I went to a do the other evening, full of young people – they are funny, aren’t they?; they have skin that is all smooth! – and they were mainly journalism students, and what they most wanted to know, after “How do I get my own column?” was: “How do I get my own column, really?” and although I can’t tell anyone how to get their own column (it always comes down to who you are prepared to sleep with) I do feel I have something to say about how to write a column. So here, I present: How To Write A Column:
- Do your research or, failing that, don’t, and wing it.
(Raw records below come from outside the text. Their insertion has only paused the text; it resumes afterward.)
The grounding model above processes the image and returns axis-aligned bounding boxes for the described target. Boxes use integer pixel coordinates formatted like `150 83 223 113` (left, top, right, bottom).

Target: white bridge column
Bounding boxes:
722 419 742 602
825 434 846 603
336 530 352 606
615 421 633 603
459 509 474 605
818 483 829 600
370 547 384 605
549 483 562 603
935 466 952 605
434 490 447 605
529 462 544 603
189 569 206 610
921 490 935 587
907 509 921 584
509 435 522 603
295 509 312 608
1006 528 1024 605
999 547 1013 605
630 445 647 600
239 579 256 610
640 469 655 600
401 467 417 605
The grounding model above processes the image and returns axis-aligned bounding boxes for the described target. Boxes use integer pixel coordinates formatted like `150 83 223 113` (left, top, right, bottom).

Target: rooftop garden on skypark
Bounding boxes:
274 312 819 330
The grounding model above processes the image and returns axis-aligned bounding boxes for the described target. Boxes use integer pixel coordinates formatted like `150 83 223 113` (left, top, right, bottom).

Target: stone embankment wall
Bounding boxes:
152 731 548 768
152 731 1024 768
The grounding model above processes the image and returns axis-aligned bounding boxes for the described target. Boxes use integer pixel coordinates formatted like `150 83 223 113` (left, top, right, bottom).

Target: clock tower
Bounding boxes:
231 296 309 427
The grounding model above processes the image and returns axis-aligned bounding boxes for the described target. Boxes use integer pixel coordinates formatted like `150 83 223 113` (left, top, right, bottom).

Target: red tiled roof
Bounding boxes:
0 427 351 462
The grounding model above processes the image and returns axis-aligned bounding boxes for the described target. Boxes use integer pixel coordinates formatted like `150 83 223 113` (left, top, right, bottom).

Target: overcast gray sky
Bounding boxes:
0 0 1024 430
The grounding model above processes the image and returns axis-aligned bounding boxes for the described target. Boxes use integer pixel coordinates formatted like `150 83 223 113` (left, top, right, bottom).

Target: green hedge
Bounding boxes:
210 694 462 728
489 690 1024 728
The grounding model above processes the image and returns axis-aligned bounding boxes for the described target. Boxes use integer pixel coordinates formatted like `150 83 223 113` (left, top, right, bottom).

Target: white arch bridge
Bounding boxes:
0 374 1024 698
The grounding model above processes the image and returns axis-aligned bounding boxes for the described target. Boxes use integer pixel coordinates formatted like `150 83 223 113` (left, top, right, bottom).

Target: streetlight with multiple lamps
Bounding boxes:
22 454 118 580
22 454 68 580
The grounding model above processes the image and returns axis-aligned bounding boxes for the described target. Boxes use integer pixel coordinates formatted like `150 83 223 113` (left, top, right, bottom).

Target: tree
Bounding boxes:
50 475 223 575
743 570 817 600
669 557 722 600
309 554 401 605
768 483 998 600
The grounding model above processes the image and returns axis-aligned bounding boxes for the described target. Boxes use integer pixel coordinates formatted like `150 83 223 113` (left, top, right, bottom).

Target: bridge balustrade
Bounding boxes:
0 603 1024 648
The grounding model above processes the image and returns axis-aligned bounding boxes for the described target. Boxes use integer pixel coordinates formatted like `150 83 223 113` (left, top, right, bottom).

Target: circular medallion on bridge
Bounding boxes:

You’d be amazed how much time this saves. (A whole morning, at least).
- Although it’s generally said you must locate your own voice, I have never found this necessary. Last week, for example, I stole John Rentoul’s voice when he popped out the office for coffee. (His own fault; should have taken it with him; careless). One day, I would like to steal Howard Jacobson’s voice but, alas, he keeps it in a cupboard, under lock and key, plus has a Doberman called Killer. (And, to look at him, you’d think butter wouldn’t melt!)
- When faced with a blank page, no subject and a deadline heading towards you like an oncoming train, panic, then call in sick.
- If your ignorance precludes you from writing about Syria or Afghanistan, you can always take another pop at Pippa Middleton, the great netball memoirist, or be the first to put a question out there. For example: “If Martin Luther King were alive today, would he be doing his fair share of the housework?”
- You’ll need to accept some of the readership will not recognise your column as the best thing in the newspaper, even though it plainly is, and also that you will receive comments along the lines of: “I hope you die.” In such instances, ignore, or perhaps offer the following as a reply: “May I take this opportunity to heartily apologise for my good genes, and also the fact that the fickle finger of fate has yet to have me run over by a bus...”
- Young, smooth people – so smooth!; like Babybels! – will want your job and will imagine anyone can do it (they can’t: it’s like brain surgery laced with rocket science) but I wish them well, feel no resentment, and at least they now know they can write about whether Martin Luther King might have vacuumed, and to call in sick when the mind goes blank. Indeed, editors, as a rule, are very understanding about this. Sometimes, they will even rush round, with flowers.